Comment obtenir un séchage optimal pour les semi-conducteurs sans plomb
Parlons du séchage des semi-conducteurs. De nos jours, les règles sont très strictes : il faut respecter les normes relatives aux produits sans plomb et écologiques, sinon on est bloqué. C’est pourquoi nous recourons au séchage par rayonnement infrarouge. C’est plus propre : on n’a pas besoin d’utiliser de solvants chimiques, et on ne gaspille pas d’énergie en chauffant toute une pièce juste pour sécher quelques composants. Nous utilisons des rayonnements infrarouges pour éliminer l’humidité et les solvants du substrat. C’est efficace.
Pourquoi utilisons-nous des réflecteurs en aluminium ?

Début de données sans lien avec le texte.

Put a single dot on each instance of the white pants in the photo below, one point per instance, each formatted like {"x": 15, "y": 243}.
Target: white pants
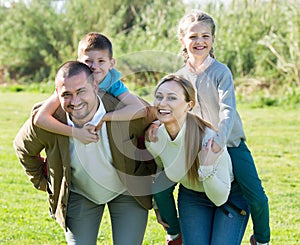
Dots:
{"x": 128, "y": 220}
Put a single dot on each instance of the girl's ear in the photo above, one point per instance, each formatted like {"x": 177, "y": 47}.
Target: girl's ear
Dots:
{"x": 112, "y": 63}
{"x": 190, "y": 105}
{"x": 182, "y": 42}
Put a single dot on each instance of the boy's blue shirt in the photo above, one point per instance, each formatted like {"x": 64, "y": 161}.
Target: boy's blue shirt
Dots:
{"x": 112, "y": 83}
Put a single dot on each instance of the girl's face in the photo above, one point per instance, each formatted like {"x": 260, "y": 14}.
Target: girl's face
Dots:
{"x": 171, "y": 104}
{"x": 198, "y": 40}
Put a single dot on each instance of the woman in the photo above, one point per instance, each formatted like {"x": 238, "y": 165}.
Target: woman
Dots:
{"x": 211, "y": 207}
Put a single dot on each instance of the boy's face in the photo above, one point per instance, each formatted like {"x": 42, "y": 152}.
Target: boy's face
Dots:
{"x": 99, "y": 62}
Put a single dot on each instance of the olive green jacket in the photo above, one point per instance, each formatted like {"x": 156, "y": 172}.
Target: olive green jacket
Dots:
{"x": 123, "y": 136}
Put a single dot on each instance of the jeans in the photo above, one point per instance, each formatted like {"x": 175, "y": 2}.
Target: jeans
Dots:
{"x": 163, "y": 189}
{"x": 128, "y": 220}
{"x": 203, "y": 223}
{"x": 246, "y": 176}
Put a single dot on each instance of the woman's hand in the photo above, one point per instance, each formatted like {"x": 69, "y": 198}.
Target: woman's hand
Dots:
{"x": 151, "y": 132}
{"x": 209, "y": 153}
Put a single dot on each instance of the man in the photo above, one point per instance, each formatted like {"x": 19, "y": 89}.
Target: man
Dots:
{"x": 80, "y": 179}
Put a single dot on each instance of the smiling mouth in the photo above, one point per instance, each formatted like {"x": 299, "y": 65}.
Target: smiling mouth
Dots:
{"x": 199, "y": 47}
{"x": 164, "y": 112}
{"x": 76, "y": 108}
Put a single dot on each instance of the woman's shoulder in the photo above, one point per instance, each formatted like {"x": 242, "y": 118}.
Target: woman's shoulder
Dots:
{"x": 220, "y": 66}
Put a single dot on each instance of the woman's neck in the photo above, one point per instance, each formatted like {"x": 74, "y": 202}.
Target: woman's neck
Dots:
{"x": 174, "y": 128}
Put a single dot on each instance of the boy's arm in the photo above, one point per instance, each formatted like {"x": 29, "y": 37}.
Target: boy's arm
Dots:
{"x": 133, "y": 109}
{"x": 44, "y": 119}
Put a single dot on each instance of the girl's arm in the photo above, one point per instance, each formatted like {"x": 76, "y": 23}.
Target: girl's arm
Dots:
{"x": 215, "y": 172}
{"x": 44, "y": 119}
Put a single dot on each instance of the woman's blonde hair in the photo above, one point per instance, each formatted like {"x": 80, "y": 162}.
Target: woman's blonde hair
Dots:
{"x": 195, "y": 127}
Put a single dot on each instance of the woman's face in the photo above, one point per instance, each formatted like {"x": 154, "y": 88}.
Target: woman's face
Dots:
{"x": 170, "y": 103}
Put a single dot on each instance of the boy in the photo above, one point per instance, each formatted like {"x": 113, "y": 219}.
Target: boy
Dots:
{"x": 95, "y": 50}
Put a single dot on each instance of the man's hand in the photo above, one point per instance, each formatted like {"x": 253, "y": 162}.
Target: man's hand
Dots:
{"x": 151, "y": 132}
{"x": 159, "y": 219}
{"x": 210, "y": 153}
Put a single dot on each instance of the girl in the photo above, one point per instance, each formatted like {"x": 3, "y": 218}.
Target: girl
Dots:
{"x": 216, "y": 103}
{"x": 183, "y": 150}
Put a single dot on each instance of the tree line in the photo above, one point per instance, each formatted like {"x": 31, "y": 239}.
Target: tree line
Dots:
{"x": 258, "y": 40}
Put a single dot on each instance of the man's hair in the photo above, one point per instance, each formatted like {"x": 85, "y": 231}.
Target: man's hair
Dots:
{"x": 94, "y": 41}
{"x": 73, "y": 68}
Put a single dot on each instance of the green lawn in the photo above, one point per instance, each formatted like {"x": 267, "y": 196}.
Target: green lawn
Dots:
{"x": 273, "y": 137}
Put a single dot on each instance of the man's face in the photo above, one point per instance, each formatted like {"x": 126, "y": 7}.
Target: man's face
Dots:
{"x": 78, "y": 97}
{"x": 99, "y": 62}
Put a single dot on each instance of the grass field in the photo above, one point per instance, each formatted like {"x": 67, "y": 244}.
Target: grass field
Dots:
{"x": 273, "y": 137}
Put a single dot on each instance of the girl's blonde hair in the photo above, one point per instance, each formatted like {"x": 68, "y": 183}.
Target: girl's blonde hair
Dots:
{"x": 195, "y": 127}
{"x": 193, "y": 17}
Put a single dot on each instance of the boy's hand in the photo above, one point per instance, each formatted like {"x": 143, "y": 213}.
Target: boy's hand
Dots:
{"x": 151, "y": 132}
{"x": 86, "y": 135}
{"x": 99, "y": 126}
{"x": 159, "y": 219}
{"x": 210, "y": 153}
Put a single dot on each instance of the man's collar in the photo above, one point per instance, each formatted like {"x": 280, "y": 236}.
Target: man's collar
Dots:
{"x": 96, "y": 118}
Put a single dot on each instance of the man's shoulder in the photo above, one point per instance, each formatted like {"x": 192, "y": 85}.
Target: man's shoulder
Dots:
{"x": 110, "y": 102}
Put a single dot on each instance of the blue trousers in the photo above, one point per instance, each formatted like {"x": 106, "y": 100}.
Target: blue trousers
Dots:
{"x": 246, "y": 176}
{"x": 128, "y": 220}
{"x": 203, "y": 223}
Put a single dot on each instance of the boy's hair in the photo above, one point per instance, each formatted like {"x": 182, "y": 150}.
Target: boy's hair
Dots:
{"x": 72, "y": 68}
{"x": 94, "y": 41}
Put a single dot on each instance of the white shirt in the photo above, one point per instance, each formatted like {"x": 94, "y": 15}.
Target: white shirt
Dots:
{"x": 92, "y": 172}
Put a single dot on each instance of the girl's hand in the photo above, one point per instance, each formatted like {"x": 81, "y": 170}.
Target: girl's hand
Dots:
{"x": 151, "y": 132}
{"x": 86, "y": 135}
{"x": 159, "y": 219}
{"x": 210, "y": 153}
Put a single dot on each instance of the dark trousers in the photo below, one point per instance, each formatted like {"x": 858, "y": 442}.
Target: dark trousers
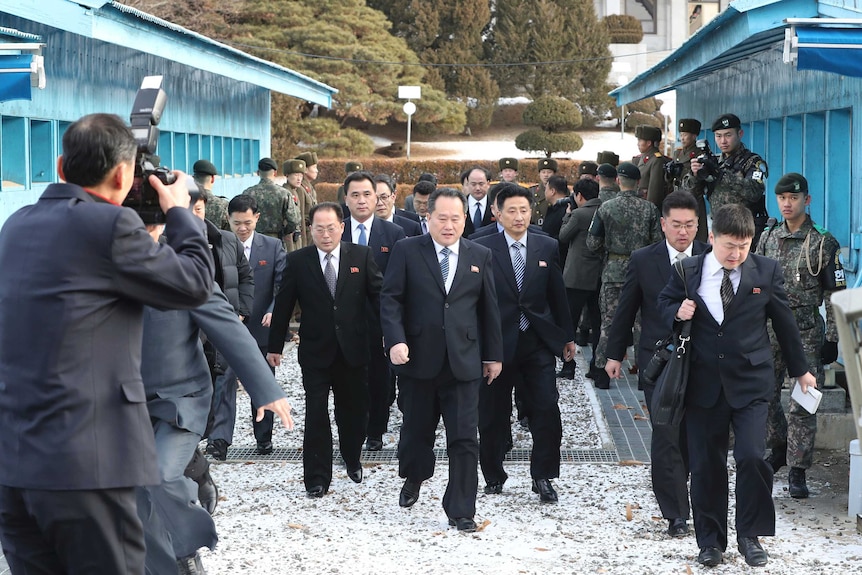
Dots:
{"x": 533, "y": 368}
{"x": 71, "y": 532}
{"x": 708, "y": 439}
{"x": 580, "y": 300}
{"x": 669, "y": 467}
{"x": 422, "y": 402}
{"x": 349, "y": 387}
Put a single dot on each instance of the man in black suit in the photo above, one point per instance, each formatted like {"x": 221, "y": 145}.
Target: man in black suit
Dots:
{"x": 441, "y": 327}
{"x": 336, "y": 283}
{"x": 364, "y": 229}
{"x": 647, "y": 274}
{"x": 475, "y": 182}
{"x": 536, "y": 327}
{"x": 729, "y": 295}
{"x": 75, "y": 434}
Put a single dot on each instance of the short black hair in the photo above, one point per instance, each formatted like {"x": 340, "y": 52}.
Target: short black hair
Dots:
{"x": 733, "y": 220}
{"x": 589, "y": 189}
{"x": 466, "y": 173}
{"x": 358, "y": 176}
{"x": 678, "y": 200}
{"x": 241, "y": 204}
{"x": 446, "y": 193}
{"x": 326, "y": 206}
{"x": 93, "y": 146}
{"x": 508, "y": 190}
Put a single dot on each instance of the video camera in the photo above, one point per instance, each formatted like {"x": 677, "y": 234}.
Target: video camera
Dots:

Les lampes à rayonnement infrarouge émettent de l’énergie dans toutes les directions : 360 degrés. Si l’on accroche simplement une lampe dans une machine, la moitié de la chaleur se perd dans le cadre de la machine. C’est du gaspillage total. Pour y remédier, nous enveloppons les lampes dans des réflecteurs en aluminium de haute pureté. Ils agissent comme des miroirs, renvoyant cette énergie vers la pièce à traiter. Nous utilisons de l’aluminium parce qu’il est excellent pour refléter les rayonnements infrarouges de courte et moyenne longueur d’onde. En donnant une forme parabolique ou elliptique à ces réflecteurs, nous pouvons concentrer la chaleur exactement là où elle est nécessaire. Le résultat ? Le temps de séchage diminue, et ainsi les coûts d’énergie également. Tout le monde gagne.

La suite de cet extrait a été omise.